Patrick Asare

Personal information
- Full name: Patrick Asare
- Date of birth: 14 February 1995 (age 30)
- Place of birth: Accra, Ghana
- Height: 1.78 m (5 ft 10 in)
- Position(s): Forward

Team information
- Current team: Kaya–Iloilo
- Number: 11

Youth career
- 2005–2009: Magic Stars FC
- 2009–2010: Midtjylland

Senior career*
- Years: Team / Apps / (Gls)
- 2011–2013: Dreams / 48 / (31)
- 2013–2014: Karela United / 11 / (9)
- 2016: Zwekapin United / 10 / (5)
- 2017: Yadanarbon / 7 / (10)
- 2018: Shan United / 4 / (0)
- 2019: Johor Bahru / 7 / (3)
- 2020–2021: Semarak / 2 / (1)
- 2021–: Kaya–Iloilo / 0 / (0)

= Patrick Asare =

Ghanaian footballer

Patrick Asare (born 14 February 1995) is a Ghanaian footballer who plays as a forward for Kaya–Iloilo in the Philippines Football League.

==Early life==
Patrick was born in Accra, Ghana where he competed in youth tournaments and was often fielded in matches for higher age groups; Asare was playing for a U-12 team at 8 years old, and for a U-14 team at 9 years old.

==Club career==
===Ghana Division One===
Asare played in Ghana's Division One League playing professional football clubs Dreams and later Karela United.

===Hiatus in Malaysia===
Asare first came to Malaysia in 2014 supposedly to seal a deal that would enable him to play for a reputed club. However he was left stranded in the country without a club after he found out that he was deceived by a fake agent. He was taken in by a local church and Asare decided to continue his studies in Malaysia and pursued a degree in sports management with a focus on football studies. He also went to the United Kingdom in 2016 to finish his studies.
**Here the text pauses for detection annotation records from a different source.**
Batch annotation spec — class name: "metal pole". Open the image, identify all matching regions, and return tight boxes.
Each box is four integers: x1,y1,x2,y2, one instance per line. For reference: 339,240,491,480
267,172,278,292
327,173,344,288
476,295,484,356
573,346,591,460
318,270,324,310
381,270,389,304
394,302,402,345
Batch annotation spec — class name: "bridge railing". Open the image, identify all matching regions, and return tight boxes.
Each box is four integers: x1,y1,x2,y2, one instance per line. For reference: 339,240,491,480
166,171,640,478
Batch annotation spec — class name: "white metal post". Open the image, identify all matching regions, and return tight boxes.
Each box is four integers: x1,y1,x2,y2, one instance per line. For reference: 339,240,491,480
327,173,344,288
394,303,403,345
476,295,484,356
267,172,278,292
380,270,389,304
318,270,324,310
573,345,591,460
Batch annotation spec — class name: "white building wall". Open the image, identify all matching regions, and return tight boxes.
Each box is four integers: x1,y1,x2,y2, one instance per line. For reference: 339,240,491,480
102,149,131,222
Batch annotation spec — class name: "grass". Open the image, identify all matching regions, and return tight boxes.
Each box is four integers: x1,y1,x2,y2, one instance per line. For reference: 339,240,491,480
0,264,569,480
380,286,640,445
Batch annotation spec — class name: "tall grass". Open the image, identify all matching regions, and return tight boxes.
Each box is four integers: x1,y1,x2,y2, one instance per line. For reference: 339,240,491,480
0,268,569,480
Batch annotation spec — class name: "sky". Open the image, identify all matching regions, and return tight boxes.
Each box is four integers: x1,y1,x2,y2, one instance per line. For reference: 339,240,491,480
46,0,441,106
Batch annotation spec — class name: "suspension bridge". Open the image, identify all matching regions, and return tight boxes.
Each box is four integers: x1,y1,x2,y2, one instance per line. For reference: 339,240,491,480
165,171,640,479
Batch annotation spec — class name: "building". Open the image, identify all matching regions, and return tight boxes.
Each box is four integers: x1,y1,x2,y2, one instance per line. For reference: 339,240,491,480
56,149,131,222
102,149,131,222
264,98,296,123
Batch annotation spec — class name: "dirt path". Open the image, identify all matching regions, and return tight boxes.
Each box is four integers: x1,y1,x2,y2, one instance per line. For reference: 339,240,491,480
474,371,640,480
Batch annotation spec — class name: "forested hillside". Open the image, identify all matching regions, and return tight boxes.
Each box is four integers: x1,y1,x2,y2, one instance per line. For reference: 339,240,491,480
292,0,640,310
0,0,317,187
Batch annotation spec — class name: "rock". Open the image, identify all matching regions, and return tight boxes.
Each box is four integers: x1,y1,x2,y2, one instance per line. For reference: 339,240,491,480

===Zwegabin United F.C.===

After a two-year hiatus, Asare participated in a tryout organized by Myanmar League 1 club Zwekapin United. which led to him being signed in by the club.

===Yadanarbon F.C.===
Patrick signed with Yadanarbon in the second quarter of the 2017 Myanmar National League after an impressive short contract spell with Zwekapin United He was also included in squads for the 2017 Myanmar National League. Patrick scored a total of 10 goals in 7 league appearances as well as 2 goals in 2 appearances in the General Aung San Shield for Yadanarbon, making it a total of 12 goals scored in 9 matches played for the team.

===Kaya–Iloilo===
Philippines Football League side Kaya–Iloilo announced in April 2021 that they have signed in Asare to play for the club.